# Need help deciding on a plow



## bryanj23 (Nov 17, 2006)

Help me please! I have been thinking of putting a plow on my 1994 Jeep Cherokee for some time now and I think I'm going to this year. I have been looking at the SnowSport and SnowBear models. I think I will go with the SnowBear. My questions are 1) does anybody have a SB200 or TX75 on their Cherokee or other small SUV and 2) if so, are additional lights required. It seems as though the 26" height of the SB might cover the headlights with the plow up. I have a baby on the way and am looking to get by relatively cheap for the time being. Thank you for any help you can offer.


----------



## jeepplow (Sep 23, 2003)

I have a snowbear on my 94 Wrangler. It works great for me. It comes with a transport hook to support the blade weight and save the winch from the stress bumping around while transporting. I made a slightly longer hook to lower the blade and I have no trouble using my Jeep headlights. Of course, it depends on the height of the lights on your Cherokee.

You can try it out and order the optional light kit if necessary. I have heard that some just purchased cheap lights and made their own light kit using the Snowbear light mounts. The Snowbear kit didn't have turnsignals, so you may want to (or have to) add the turnsignals to be legit.

I don't transport much but I haven't had any problem.

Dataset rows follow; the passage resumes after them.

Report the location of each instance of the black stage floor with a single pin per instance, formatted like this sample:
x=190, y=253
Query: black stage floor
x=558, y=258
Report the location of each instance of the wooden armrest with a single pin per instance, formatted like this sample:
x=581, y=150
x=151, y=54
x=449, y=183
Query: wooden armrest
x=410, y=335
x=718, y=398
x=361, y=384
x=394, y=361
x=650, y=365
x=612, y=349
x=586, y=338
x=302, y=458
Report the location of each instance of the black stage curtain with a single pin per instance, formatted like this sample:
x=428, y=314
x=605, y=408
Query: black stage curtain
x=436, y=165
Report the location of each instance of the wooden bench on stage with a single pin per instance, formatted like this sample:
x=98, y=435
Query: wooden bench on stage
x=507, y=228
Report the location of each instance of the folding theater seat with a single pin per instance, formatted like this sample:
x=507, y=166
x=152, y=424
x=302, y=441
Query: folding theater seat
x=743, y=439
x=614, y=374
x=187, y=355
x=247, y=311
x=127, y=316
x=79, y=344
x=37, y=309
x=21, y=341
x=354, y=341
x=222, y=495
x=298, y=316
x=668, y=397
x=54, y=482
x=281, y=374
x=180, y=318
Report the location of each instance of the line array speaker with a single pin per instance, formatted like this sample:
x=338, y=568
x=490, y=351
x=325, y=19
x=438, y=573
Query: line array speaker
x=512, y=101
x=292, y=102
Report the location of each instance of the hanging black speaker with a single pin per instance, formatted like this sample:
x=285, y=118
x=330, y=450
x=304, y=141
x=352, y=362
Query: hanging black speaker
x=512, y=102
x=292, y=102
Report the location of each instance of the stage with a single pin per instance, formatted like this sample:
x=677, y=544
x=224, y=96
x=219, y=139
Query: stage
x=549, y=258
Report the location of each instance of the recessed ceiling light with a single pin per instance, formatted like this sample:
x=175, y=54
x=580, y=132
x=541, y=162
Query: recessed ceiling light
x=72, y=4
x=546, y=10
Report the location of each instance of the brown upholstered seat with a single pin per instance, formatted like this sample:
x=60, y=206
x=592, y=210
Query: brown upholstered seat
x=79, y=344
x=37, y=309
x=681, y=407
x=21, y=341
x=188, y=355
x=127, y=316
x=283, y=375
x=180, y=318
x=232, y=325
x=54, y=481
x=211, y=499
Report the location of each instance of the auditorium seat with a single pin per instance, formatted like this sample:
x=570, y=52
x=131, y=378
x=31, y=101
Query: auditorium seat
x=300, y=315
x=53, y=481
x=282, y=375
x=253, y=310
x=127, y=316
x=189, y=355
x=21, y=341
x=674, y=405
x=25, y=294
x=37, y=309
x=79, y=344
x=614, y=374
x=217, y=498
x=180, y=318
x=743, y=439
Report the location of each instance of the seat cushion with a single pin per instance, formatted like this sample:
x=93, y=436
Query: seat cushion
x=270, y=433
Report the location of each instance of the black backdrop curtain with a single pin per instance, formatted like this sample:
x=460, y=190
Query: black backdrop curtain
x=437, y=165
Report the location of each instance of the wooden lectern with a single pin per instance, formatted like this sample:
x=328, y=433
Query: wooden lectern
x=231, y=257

You will definitely want the snow foil or make one since the small blade height will allow the powdery stuff to roll onto your hood and cover your windshield.

Good luck.


----------



## PLOWMAN45 (Jul 2, 2003)

You might wanna check into meyers plow there more reliable then above and leaves your optoins open


----------



## PhantomRacer (Dec 27, 2004)

if price is the driving factor..then the snowbear is hard to beat. As far as I know it is the least expensive plow you can get. It works well. 

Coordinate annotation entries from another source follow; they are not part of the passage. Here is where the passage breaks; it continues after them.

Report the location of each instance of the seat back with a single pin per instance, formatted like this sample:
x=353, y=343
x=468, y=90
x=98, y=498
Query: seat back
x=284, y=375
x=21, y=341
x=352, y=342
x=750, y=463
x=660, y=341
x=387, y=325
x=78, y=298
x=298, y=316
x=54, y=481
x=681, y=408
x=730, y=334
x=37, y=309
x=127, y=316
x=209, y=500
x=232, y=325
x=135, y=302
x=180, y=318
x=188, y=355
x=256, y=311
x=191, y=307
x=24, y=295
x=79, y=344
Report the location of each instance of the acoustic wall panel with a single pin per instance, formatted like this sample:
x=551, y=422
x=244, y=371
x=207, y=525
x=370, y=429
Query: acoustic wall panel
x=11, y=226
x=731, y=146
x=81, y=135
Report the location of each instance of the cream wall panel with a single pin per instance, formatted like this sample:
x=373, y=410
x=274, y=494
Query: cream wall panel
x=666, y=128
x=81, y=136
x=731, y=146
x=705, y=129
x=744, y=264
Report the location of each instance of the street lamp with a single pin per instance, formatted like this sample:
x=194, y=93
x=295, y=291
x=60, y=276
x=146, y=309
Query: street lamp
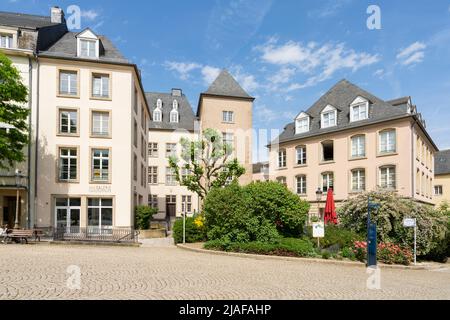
x=319, y=194
x=16, y=223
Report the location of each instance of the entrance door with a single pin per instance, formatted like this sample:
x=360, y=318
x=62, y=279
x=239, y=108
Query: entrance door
x=67, y=213
x=9, y=211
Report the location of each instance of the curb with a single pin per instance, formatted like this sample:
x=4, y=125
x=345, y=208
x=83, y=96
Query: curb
x=297, y=259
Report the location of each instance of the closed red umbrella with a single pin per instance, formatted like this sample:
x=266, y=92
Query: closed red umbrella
x=330, y=215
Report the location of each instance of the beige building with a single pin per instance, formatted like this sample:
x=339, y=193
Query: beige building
x=226, y=107
x=92, y=136
x=172, y=120
x=22, y=36
x=442, y=177
x=352, y=141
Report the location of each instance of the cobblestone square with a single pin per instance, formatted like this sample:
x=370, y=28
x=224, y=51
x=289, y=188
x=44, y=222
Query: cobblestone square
x=40, y=272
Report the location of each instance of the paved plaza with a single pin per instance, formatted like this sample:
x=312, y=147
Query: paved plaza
x=166, y=272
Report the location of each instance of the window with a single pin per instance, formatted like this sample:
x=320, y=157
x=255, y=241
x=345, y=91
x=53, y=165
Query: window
x=6, y=41
x=157, y=115
x=153, y=201
x=302, y=125
x=171, y=178
x=228, y=116
x=153, y=149
x=135, y=134
x=438, y=190
x=358, y=180
x=358, y=112
x=282, y=180
x=301, y=184
x=68, y=83
x=135, y=168
x=358, y=146
x=186, y=204
x=387, y=141
x=228, y=141
x=301, y=155
x=328, y=150
x=327, y=181
x=100, y=85
x=100, y=214
x=100, y=124
x=174, y=116
x=387, y=177
x=100, y=165
x=68, y=163
x=68, y=214
x=171, y=150
x=282, y=158
x=153, y=175
x=88, y=48
x=68, y=121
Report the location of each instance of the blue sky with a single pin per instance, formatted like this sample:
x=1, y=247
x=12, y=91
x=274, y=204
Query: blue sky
x=285, y=53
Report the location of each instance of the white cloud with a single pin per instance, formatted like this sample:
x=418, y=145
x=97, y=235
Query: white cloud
x=89, y=14
x=182, y=68
x=209, y=74
x=412, y=54
x=319, y=62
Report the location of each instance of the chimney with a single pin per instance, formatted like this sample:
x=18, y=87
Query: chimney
x=57, y=15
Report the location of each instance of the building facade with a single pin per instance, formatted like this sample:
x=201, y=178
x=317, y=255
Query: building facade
x=172, y=120
x=442, y=177
x=22, y=36
x=352, y=141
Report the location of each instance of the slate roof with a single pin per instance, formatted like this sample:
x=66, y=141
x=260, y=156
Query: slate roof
x=21, y=20
x=66, y=47
x=442, y=162
x=226, y=85
x=187, y=118
x=341, y=96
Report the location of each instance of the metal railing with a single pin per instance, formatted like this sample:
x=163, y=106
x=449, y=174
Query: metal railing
x=104, y=234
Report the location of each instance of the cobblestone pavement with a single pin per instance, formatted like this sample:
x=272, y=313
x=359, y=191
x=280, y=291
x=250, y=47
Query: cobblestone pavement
x=40, y=272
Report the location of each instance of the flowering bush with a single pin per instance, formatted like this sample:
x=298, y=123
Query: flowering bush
x=388, y=253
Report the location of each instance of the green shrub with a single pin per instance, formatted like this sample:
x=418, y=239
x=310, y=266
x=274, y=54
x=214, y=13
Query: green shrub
x=432, y=224
x=143, y=215
x=230, y=217
x=338, y=236
x=194, y=233
x=279, y=205
x=282, y=247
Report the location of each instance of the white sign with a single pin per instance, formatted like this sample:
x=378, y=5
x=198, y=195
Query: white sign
x=318, y=230
x=409, y=223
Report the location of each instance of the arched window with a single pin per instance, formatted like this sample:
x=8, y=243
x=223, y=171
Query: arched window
x=157, y=115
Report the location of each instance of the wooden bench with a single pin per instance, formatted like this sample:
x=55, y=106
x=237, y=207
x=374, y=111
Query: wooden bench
x=21, y=235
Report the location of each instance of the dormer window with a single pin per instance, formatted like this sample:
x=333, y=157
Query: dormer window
x=174, y=116
x=6, y=41
x=302, y=123
x=88, y=45
x=157, y=115
x=359, y=109
x=328, y=117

If you do a search on the forum...you should find a thread or 2 about headlight modifications for the SB lite kit. The lite kit from SB is useless on the road. I put real plow lights on and it is wonderful. If I put the plow down so I can use the headlights of the truck..it is too low to the ground and I can hit things in the road. If being driven on roads..I would put it up all the way and use the supplied safety bar...and use lights if used at nite. 

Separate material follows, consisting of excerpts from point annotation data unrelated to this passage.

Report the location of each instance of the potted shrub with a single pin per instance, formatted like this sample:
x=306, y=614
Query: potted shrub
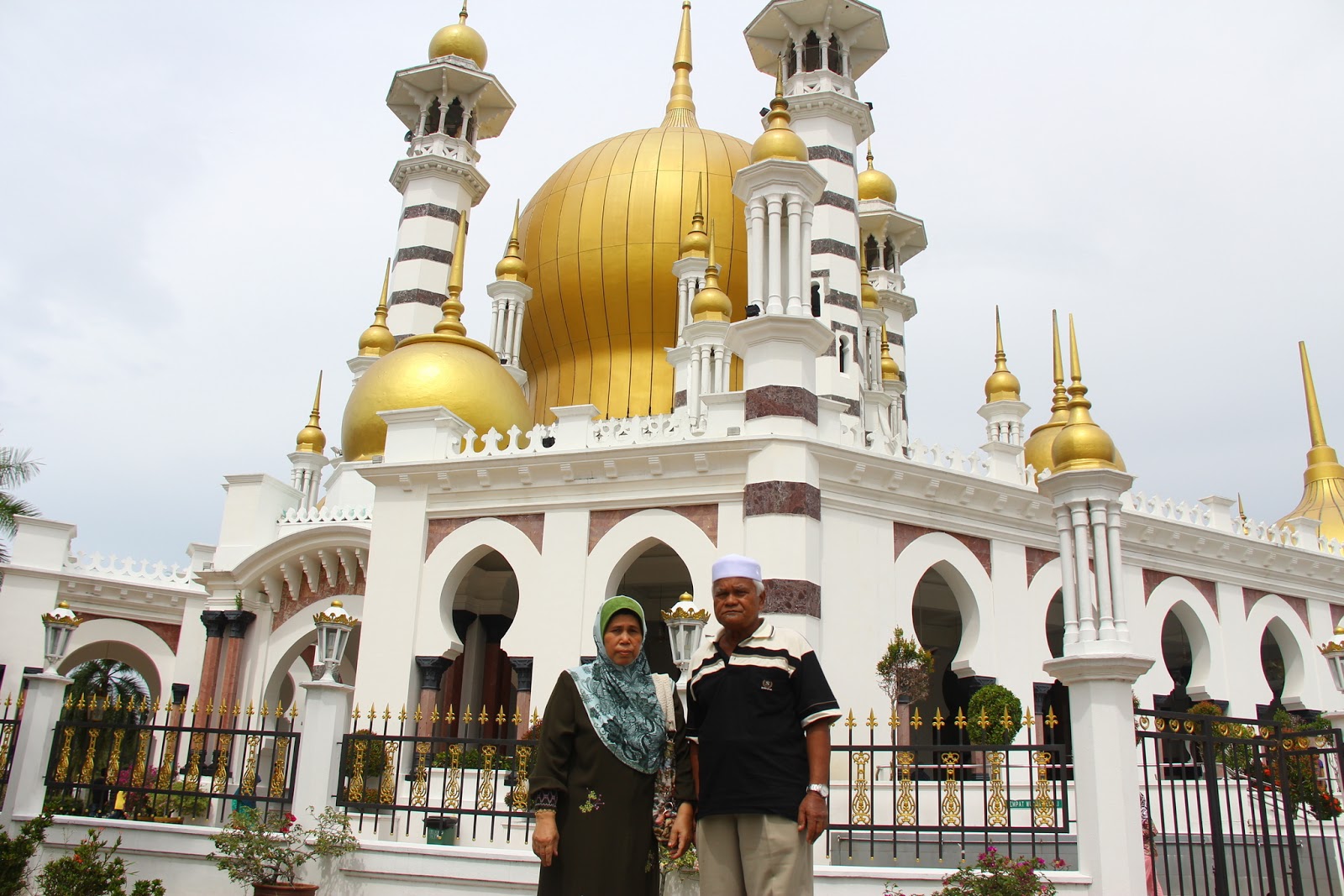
x=266, y=851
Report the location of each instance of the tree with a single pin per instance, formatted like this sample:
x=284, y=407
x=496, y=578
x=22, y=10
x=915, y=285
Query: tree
x=15, y=469
x=905, y=669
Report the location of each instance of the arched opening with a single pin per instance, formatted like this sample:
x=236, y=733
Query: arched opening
x=938, y=626
x=481, y=679
x=658, y=579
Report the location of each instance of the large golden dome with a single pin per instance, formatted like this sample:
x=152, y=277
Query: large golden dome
x=600, y=239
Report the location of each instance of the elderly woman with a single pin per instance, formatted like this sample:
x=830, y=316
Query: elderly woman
x=604, y=741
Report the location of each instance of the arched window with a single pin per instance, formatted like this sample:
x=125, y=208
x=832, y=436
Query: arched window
x=835, y=62
x=811, y=51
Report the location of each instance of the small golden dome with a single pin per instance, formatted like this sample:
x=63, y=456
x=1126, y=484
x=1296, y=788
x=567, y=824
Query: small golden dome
x=779, y=140
x=512, y=266
x=1001, y=385
x=711, y=302
x=867, y=293
x=1081, y=445
x=874, y=184
x=311, y=438
x=696, y=241
x=459, y=40
x=378, y=340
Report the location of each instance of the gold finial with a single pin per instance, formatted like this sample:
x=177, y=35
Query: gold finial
x=311, y=438
x=696, y=241
x=511, y=266
x=711, y=302
x=1081, y=443
x=779, y=140
x=378, y=340
x=1001, y=385
x=680, y=112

Price was a factor with my purchase...as well as choice..for a 2wd truck...the SB was pretty much my ONLY choice... but it has performed extremely well for me. I have not encountered snow that I was not able to push. It is a lot better than the reputation on this forum may give it. 

Paul


----------



## bryanj23 (Nov 17, 2006)

jeepplow said:


> I have a snowbear on my 94 Wrangler. It works great for me. It comes with a transport hook to support the blade weight and save the winch from the stress bumping around while transporting. I made a slightly longer hook to lower the blade and I have no trouble using my Jeep headlights. Of course, it depends on the height of the lights on your Cherokee.
> 
> You can try it out and order the optional light kit if necessary. I have heard that some just purchased cheap lights and made their own light kit using the Snowbear light mounts. The Snowbear kit didn't have turnsignals, so you may want to (or have to) add the turnsignals to be legit.
> 
> ...


What Snowbear model are you using on you wrangler? If I recall correctly the TX75 is 19" tall and the SB200 is 26" tall. I think my headlights are about 30" off the ground. I'll have to measure again. How high does the blade of your plow raise?


----------



## bryanj23 (Nov 17, 2006)

PLOWMAN45 said:


> You might wanna check into meyers plow there more reliable then above and leaves your optoins open


I would love to. Problem is that I don't have that much money at the present time. As far as I know the next cheapest plow to the Snowbear is the Sno-Way which starts at around $2600. In addition I am looking for something to plow my driveway which is about 200-250 feet long with a turn around just big enough to fit 3 cars. I would also most likely be plowing a relatives drive that is about the same size. I'm thinking I can get away with a Snowbear.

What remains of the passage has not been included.